WildGaussians: 3D Gaussian Splatting In the Wild

NU3tE3lIqf

Jonas Kulhanek et el.

TL;DR
#

Current 3D scene reconstruction methods, such as Neural Radiance Fields (NeRFs) and 3D Gaussian Splatting (3DGS), struggle with real-world data containing occlusions, dynamic objects, and varying illumination. While NeRFs can adapt using per-image embedding vectors, 3DGS faces challenges due to its explicit representation and lack of shared parameters. This necessitates efficient and robust methods for handling such complexities.

WildGaussians introduces a novel approach that leverages robust DINO features and integrates an appearance modeling module within 3DGS. This allows for handling occlusions and appearance changes effectively. The method jointly optimizes a DINO-based uncertainty predictor, enhancing robustness to occlusions. Experimental results demonstrate that WildGaussians achieves state-of-the-art performance while maintaining the real-time rendering speed of 3DGS, outperforming both 3DGS and NeRF baselines in handling in-the-wild data.

Key Takeaways
#

Why does it matter?
#

This paper is important because it significantly advances real-time 3D scene reconstruction, a crucial area for various applications like VR/AR, gaming, and robotics.
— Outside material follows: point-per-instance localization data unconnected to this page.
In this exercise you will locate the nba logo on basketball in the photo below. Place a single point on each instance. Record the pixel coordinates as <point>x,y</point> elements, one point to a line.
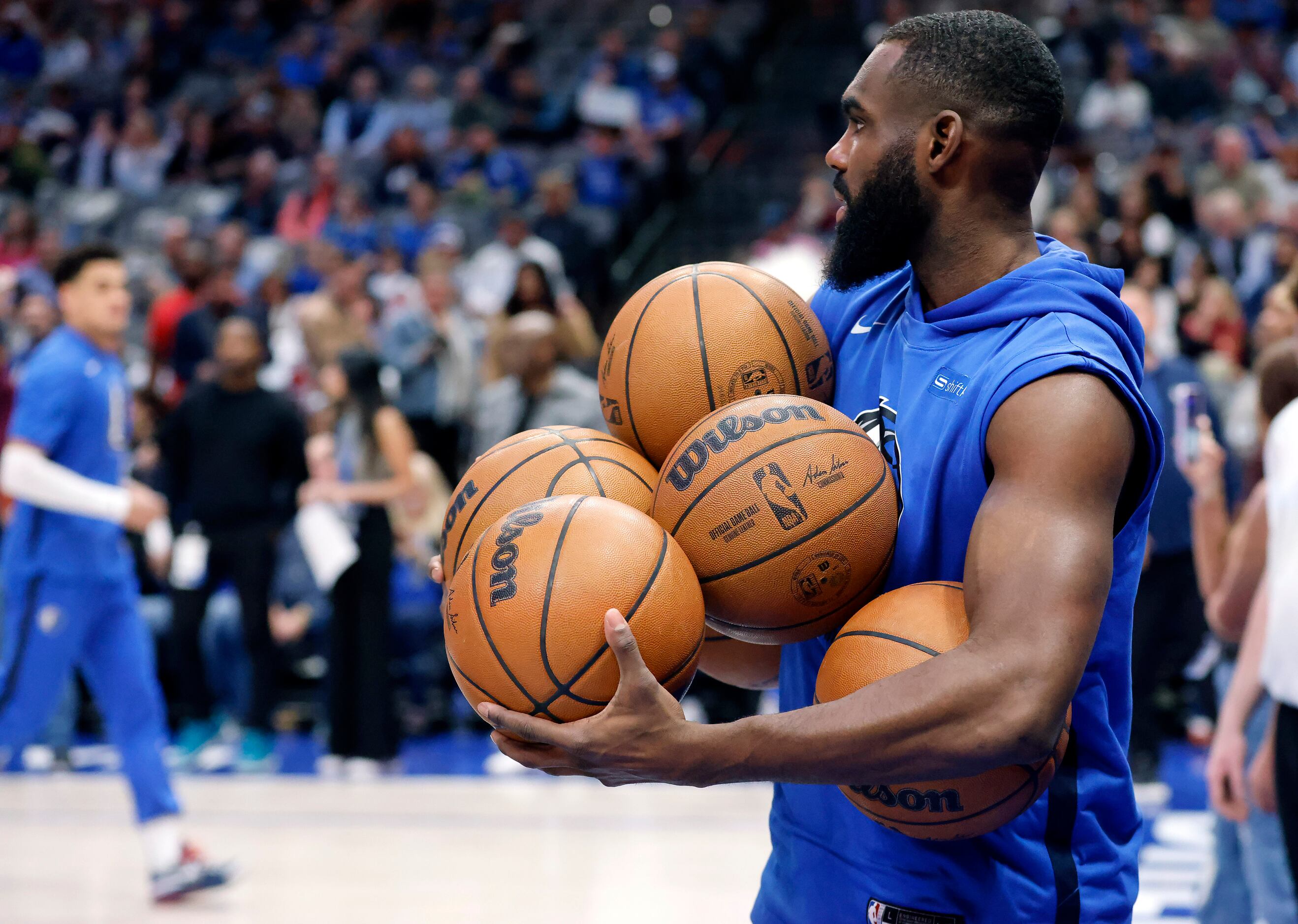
<point>779,496</point>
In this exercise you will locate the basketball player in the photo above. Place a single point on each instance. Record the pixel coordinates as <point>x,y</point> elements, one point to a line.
<point>1001,375</point>
<point>69,579</point>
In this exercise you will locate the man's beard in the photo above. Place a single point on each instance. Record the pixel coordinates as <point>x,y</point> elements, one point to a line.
<point>883,225</point>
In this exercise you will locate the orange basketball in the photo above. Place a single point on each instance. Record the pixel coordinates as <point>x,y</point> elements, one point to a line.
<point>541,463</point>
<point>787,512</point>
<point>525,613</point>
<point>699,338</point>
<point>739,664</point>
<point>901,630</point>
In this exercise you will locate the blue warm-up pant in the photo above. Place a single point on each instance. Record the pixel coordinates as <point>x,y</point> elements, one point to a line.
<point>55,625</point>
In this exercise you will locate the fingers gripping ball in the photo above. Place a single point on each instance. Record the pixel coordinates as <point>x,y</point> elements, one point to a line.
<point>787,512</point>
<point>699,338</point>
<point>901,630</point>
<point>541,463</point>
<point>525,613</point>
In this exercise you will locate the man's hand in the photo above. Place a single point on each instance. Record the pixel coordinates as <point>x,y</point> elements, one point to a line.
<point>641,736</point>
<point>1262,774</point>
<point>147,505</point>
<point>1225,774</point>
<point>1205,473</point>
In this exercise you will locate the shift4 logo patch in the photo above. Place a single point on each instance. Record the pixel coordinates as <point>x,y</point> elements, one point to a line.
<point>881,426</point>
<point>948,385</point>
<point>885,913</point>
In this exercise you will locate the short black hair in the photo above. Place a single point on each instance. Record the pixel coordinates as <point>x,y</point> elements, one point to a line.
<point>993,70</point>
<point>70,265</point>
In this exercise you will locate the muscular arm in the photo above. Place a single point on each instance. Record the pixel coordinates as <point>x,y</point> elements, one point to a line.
<point>1244,558</point>
<point>1036,577</point>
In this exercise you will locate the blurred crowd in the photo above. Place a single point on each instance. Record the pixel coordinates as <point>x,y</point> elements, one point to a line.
<point>366,242</point>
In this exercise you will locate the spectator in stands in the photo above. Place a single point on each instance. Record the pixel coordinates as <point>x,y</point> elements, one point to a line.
<point>373,448</point>
<point>302,64</point>
<point>574,334</point>
<point>473,105</point>
<point>565,231</point>
<point>37,318</point>
<point>304,212</point>
<point>1169,618</point>
<point>259,204</point>
<point>491,273</point>
<point>1232,562</point>
<point>192,269</point>
<point>433,349</point>
<point>245,44</point>
<point>481,163</point>
<point>604,172</point>
<point>355,123</point>
<point>413,227</point>
<point>422,109</point>
<point>19,237</point>
<point>404,163</point>
<point>1117,107</point>
<point>537,390</point>
<point>23,165</point>
<point>195,156</point>
<point>629,70</point>
<point>21,54</point>
<point>141,156</point>
<point>196,333</point>
<point>1231,169</point>
<point>234,463</point>
<point>352,227</point>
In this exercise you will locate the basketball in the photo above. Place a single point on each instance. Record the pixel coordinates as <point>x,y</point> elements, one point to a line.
<point>739,664</point>
<point>699,338</point>
<point>901,630</point>
<point>525,613</point>
<point>787,512</point>
<point>540,463</point>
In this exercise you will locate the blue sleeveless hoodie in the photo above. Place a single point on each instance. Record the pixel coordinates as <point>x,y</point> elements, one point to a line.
<point>926,387</point>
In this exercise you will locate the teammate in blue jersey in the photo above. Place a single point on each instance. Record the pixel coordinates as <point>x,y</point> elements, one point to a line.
<point>69,581</point>
<point>1000,374</point>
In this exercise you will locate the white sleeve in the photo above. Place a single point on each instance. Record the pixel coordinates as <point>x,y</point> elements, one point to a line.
<point>28,475</point>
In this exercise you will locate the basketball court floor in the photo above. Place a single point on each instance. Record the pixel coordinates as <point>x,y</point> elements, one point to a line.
<point>453,845</point>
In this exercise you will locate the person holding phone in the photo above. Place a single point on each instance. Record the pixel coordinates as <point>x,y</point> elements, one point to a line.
<point>1169,621</point>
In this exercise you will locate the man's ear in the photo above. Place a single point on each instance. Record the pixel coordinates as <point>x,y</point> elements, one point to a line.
<point>946,134</point>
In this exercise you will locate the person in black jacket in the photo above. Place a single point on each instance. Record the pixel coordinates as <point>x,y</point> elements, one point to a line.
<point>234,460</point>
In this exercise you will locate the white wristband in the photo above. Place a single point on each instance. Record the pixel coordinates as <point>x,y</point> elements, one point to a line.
<point>28,475</point>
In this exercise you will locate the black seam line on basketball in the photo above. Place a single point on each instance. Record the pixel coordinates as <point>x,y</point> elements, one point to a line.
<point>622,465</point>
<point>472,682</point>
<point>777,553</point>
<point>460,543</point>
<point>916,646</point>
<point>549,589</point>
<point>590,469</point>
<point>482,622</point>
<point>779,331</point>
<point>852,601</point>
<point>748,459</point>
<point>631,345</point>
<point>984,810</point>
<point>567,689</point>
<point>702,344</point>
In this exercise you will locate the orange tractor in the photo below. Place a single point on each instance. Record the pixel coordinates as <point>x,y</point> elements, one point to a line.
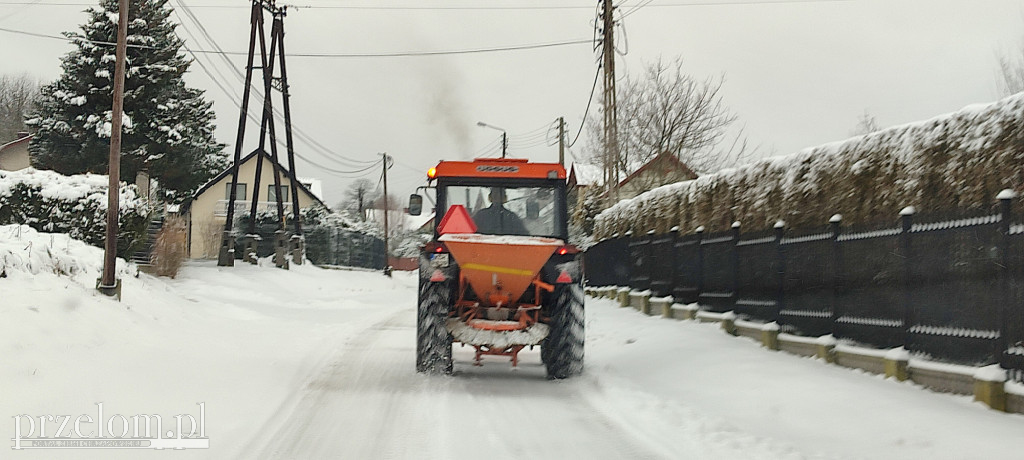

By addressing the limitations of existing methods in handling complex, real-world scenes, this research opens new avenues for creating more realistic and interactive 3D experiences. The improved efficiency and robustness of the proposed approach also has broader implications for research in computer vision and graphics.

Visual Insights
#

🔼 This figure showcases the capabilities of WildGaussians in handling complex scenes. The left side demonstrates its ability to extend 3D Gaussian Splatting (3DGS) to manage scenes with variations in appearance and lighting conditions. The right side highlights the joint optimization of a DINO-based uncertainty predictor to effectively address occlusions within the scene, thus producing a more accurate and robust 3D reconstruction.
read the caption
Figure 1: WildGaussians extends 3DGS [14] to scenes with appearance and illumination changes (left). It jointly optimizes a DINO-based [27] uncertainty predictor to handle occlusions (right).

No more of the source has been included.